MONHEIM, Germany (Reuters) - Bayer (BAYGn.DE) said it was unable to propose the sale of any digital farming assets to allay EU concerns about its planned $66 billion (£48.89 billion) takeover of Monsanto MON.N.
The European Commission last month started an in-depth investigation into the German group’s plan to acquire the U.S. seeds maker.
Among its concerns, the regulator took issue with Bayer’s plan to create combined offerings of seeds and pesticides with the help of new digital farming tools, such as connected sensors, software and precision machines.
“I fail to see what kind of a remedy there would be in this space. It’s extremely hypothetical in terms of where the overlap actually is,” the head of Bayer’s Crop Science division, Liam Condon, told Reuters on Tuesday, following a press conference on the business.
“If it’s considered that that is an issue and a remedy is required then we have to discuss what the remedy is. I just don’t have the imagination what that could be.”
Condon said Bayer’s approach in digital farming was currently to control plant pests while Monsanto’s focus was on improving yields.
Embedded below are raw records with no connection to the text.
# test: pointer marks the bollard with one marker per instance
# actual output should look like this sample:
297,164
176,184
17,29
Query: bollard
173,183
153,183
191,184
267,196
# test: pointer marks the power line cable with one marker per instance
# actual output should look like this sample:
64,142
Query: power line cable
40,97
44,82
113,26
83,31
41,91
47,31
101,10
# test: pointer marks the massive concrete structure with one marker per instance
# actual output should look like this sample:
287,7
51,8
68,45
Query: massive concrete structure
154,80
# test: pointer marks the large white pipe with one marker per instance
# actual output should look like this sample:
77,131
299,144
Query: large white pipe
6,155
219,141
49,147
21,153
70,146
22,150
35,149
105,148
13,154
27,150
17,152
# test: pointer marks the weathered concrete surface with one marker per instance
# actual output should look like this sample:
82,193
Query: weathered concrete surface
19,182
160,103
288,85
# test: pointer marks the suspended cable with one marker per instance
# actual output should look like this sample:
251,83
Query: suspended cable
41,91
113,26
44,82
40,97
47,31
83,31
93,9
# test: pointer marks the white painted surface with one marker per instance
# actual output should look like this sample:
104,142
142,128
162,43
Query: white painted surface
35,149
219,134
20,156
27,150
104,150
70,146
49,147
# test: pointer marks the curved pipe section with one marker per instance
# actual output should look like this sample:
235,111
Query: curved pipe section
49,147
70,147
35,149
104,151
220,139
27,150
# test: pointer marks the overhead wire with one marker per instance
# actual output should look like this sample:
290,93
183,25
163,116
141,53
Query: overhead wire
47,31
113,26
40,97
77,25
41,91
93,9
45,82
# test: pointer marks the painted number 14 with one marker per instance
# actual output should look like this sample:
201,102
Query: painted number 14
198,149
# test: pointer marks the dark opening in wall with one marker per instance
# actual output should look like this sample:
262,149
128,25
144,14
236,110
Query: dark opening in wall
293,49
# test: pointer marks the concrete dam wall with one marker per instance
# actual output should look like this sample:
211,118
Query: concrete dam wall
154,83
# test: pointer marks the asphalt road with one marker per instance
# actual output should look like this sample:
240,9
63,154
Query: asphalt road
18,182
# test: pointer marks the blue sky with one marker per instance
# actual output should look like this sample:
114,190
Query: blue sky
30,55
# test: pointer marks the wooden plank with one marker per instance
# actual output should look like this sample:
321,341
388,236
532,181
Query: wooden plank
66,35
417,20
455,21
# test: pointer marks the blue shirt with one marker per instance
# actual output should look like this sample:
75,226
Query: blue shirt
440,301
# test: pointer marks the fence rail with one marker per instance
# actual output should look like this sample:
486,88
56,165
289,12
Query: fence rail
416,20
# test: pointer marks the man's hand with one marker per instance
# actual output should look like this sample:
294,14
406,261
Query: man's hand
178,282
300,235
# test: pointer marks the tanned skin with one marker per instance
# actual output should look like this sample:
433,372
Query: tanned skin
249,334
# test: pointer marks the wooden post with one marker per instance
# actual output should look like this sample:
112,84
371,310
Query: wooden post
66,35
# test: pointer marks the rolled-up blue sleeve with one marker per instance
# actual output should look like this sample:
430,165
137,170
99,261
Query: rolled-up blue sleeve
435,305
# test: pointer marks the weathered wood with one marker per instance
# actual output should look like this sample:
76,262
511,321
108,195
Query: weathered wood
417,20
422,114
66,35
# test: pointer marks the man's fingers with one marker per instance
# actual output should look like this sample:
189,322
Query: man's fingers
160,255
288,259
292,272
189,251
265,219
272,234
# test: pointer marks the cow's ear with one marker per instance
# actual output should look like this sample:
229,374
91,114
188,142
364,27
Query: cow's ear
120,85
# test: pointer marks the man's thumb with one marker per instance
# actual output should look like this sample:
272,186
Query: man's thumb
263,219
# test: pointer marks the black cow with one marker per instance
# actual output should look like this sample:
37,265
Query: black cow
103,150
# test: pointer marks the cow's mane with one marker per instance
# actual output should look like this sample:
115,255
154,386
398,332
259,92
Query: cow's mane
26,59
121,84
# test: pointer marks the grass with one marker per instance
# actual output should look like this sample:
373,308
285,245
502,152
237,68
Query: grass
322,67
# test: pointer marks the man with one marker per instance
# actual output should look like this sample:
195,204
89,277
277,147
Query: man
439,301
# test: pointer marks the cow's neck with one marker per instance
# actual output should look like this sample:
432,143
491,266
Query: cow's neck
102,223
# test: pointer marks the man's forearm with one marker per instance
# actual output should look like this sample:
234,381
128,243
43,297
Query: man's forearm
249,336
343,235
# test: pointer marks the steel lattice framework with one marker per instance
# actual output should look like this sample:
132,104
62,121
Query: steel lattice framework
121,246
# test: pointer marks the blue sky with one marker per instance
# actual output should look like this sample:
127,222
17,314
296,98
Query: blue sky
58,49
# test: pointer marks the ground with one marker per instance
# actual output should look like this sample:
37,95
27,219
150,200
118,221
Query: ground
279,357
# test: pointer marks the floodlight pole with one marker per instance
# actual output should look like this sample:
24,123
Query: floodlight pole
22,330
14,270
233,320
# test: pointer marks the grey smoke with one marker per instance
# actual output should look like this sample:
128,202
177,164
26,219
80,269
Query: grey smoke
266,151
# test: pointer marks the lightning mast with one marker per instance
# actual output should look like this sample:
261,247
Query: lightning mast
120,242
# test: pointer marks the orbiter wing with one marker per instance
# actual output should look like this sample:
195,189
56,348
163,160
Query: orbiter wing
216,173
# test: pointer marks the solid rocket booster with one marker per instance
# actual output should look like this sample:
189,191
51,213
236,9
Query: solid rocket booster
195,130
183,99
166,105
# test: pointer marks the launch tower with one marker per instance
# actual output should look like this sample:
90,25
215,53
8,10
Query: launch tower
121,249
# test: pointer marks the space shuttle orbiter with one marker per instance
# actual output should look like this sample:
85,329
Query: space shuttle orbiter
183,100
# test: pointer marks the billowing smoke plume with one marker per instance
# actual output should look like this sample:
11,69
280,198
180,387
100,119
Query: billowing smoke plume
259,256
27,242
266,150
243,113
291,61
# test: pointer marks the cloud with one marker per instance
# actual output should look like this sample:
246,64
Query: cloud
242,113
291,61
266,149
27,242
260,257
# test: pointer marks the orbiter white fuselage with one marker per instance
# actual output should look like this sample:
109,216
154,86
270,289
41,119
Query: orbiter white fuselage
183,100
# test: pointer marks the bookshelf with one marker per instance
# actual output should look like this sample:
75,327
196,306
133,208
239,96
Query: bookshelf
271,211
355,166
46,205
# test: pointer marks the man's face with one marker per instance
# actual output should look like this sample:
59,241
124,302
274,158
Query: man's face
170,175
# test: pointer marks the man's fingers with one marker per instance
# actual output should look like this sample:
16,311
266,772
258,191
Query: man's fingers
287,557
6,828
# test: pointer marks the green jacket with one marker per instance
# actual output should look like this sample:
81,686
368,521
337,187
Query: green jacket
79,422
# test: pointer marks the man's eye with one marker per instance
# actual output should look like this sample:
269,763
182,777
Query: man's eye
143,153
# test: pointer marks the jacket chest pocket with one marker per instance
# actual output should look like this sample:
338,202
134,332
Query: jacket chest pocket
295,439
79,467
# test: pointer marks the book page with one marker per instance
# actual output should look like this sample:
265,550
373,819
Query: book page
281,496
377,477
The entire industry was still years away from a more universal business model, he added.
Bayer has pledged that any future software platform coming from its labs would not per se exclude rivals’ seeds and crop protection products.
Analysts, however, say that many in the industry were working on future business models that will lure farmers with a type of money-back guarantee if a digital farming package, complete with predefined seeds and chemicals, does not yield certain harvest levels.